When a project that has traces stored in it is deleted, the user has to decide what to do with these traces. You can pick between deleting the traces or moving all of them to a different project.
A trace is always linked to a project and never more than one. Traces in a project that gets deleted need to be moved to a different project or deleted with the project.
Datasets
Datasets are meant to consolidate traces across projects for a given purpose. That purpose might be creating a dataset for fine tuning an LLM or building a new evaluation dataset to measure your chatbot's performance.
A trace from a project can be linked to as many datasets as you want. Traces from different projects can also be linked to the same dataset meaning that datasets are the ideal usecase for consolidating traces that share the same usage purpose or topic.
When a dataset gets deleted, the traces do not get deleted. Their reference to the dataset simply gets removed. This also means that, if you want to move the traces to a different dataset before, you have to do so manually within the dataset itself by selecting all traces and moving them to the desired targed dataset.

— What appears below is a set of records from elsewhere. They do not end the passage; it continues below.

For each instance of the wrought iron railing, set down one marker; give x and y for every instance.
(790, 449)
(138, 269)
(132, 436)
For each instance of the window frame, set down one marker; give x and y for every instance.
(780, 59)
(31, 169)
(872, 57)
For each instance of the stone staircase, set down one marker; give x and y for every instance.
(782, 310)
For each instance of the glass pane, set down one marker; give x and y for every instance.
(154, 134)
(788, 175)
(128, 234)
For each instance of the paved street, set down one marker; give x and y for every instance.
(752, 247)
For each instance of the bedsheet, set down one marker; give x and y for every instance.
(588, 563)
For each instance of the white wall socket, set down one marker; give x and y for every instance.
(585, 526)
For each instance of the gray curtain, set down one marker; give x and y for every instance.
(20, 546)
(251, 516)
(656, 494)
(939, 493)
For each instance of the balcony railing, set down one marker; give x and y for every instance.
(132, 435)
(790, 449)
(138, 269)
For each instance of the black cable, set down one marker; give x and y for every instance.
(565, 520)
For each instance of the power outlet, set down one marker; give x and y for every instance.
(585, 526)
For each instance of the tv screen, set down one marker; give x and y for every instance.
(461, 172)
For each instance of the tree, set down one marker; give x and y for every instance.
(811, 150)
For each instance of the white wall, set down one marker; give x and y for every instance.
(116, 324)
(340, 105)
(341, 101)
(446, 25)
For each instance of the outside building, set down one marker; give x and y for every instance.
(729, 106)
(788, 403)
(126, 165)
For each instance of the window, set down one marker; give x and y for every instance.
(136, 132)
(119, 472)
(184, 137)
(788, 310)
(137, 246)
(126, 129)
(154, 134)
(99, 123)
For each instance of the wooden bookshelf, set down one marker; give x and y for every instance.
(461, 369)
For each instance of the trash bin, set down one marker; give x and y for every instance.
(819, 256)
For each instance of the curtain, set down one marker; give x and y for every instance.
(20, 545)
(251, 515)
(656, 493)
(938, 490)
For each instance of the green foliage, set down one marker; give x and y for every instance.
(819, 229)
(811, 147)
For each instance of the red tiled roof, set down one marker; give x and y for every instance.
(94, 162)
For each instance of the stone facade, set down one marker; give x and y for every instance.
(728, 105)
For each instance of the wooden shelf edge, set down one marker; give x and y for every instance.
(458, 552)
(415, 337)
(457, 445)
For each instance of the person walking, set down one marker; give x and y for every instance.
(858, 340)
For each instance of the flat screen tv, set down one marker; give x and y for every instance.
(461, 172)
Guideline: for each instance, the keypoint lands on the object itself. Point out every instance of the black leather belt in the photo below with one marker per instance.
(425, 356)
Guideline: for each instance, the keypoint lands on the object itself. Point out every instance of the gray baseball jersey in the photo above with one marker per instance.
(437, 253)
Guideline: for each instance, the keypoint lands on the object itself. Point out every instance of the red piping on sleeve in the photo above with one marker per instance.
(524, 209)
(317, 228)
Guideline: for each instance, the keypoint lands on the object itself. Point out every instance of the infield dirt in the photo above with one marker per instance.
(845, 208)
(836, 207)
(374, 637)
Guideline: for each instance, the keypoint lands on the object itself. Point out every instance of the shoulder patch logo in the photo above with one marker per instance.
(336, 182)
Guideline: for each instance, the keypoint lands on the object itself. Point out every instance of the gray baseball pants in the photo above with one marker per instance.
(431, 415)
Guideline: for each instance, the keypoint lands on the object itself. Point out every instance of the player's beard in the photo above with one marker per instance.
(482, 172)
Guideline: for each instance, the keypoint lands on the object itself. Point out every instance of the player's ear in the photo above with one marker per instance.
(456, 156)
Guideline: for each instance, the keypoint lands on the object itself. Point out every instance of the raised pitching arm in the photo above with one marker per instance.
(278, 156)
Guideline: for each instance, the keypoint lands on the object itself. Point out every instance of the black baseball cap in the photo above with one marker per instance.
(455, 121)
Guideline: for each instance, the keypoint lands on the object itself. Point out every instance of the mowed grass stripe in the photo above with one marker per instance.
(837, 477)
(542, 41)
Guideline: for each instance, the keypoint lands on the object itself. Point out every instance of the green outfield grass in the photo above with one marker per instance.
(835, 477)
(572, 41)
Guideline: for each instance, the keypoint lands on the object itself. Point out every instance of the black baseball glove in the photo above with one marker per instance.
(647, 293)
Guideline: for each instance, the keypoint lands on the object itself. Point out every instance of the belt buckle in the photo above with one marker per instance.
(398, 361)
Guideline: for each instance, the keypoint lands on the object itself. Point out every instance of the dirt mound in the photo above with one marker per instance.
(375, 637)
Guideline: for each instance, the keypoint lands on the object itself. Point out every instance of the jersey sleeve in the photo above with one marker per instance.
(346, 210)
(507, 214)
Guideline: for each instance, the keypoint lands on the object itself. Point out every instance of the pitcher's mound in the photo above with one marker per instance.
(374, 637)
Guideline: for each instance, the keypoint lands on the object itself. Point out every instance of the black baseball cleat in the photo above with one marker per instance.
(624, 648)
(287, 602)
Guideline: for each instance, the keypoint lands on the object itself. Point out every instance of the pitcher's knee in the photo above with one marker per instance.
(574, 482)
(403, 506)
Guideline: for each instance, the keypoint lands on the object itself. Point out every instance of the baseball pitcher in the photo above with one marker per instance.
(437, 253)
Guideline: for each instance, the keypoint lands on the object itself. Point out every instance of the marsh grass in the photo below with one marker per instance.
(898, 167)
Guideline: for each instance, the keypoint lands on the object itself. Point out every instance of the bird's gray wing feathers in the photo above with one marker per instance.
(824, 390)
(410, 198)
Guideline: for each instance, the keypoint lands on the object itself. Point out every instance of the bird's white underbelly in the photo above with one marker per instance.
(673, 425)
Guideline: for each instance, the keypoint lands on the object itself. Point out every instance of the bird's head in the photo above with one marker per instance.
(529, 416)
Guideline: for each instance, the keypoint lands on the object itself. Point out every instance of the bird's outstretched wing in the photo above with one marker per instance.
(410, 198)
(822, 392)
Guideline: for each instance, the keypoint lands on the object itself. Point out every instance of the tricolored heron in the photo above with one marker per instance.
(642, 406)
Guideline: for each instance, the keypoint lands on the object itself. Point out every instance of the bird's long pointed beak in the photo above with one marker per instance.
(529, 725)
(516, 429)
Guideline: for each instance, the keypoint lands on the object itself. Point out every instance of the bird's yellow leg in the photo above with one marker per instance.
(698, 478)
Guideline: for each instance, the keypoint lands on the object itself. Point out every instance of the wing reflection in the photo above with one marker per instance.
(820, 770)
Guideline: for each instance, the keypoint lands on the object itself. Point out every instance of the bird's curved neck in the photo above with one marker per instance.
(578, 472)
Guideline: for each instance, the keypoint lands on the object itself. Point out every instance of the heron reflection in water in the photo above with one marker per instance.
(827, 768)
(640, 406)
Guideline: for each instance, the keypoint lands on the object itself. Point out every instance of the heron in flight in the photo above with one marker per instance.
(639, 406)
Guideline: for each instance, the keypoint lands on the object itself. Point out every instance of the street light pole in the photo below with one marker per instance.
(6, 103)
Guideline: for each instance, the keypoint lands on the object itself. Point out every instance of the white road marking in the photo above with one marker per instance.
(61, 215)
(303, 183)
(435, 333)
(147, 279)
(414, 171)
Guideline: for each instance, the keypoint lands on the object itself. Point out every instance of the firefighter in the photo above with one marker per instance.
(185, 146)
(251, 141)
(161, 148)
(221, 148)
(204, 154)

Datasets serve the purpose of aggregating traces towards a shared usecase e.g. creating a dataset for fine tuning an LLM or building an evaluation dataset. There are no reference restrictions like in projects. Deletion simply removes the reference to the dataset from a trace but never deletes the traces. Traces can only be deleted within the projects themselves.
Sharing and collaboration
Every project and dataset can be shared. This allows collaboration across multiple users on the same project or dataset. If you share a dataset and the people that imported that one add traces to it, you will see those traces as well even though you might not even have access to the project and vice versa.
Now when a project or dataset is shared, you need to think about a hierarchy of who has how much 'power' over the data. Deleting a shared project or dataset has different behaviour depending on if you are the creator or just an importer.
1. Creator
When a dataset is deleted by the creator, the reference of the traces to this dataset is also removed, leaving importers with an empty dataset. When a project is deleted by the creator, the traces are either deleted as well or moved to a different project depending on the choice made during deletion, leaving the importers with an empty project.
2. Importer
When either a project or a dataset is deleted by an importer, the root project or dataset is not affected by this and still usable for every other importer and the creator. The deletion is only effective for the deleting importer.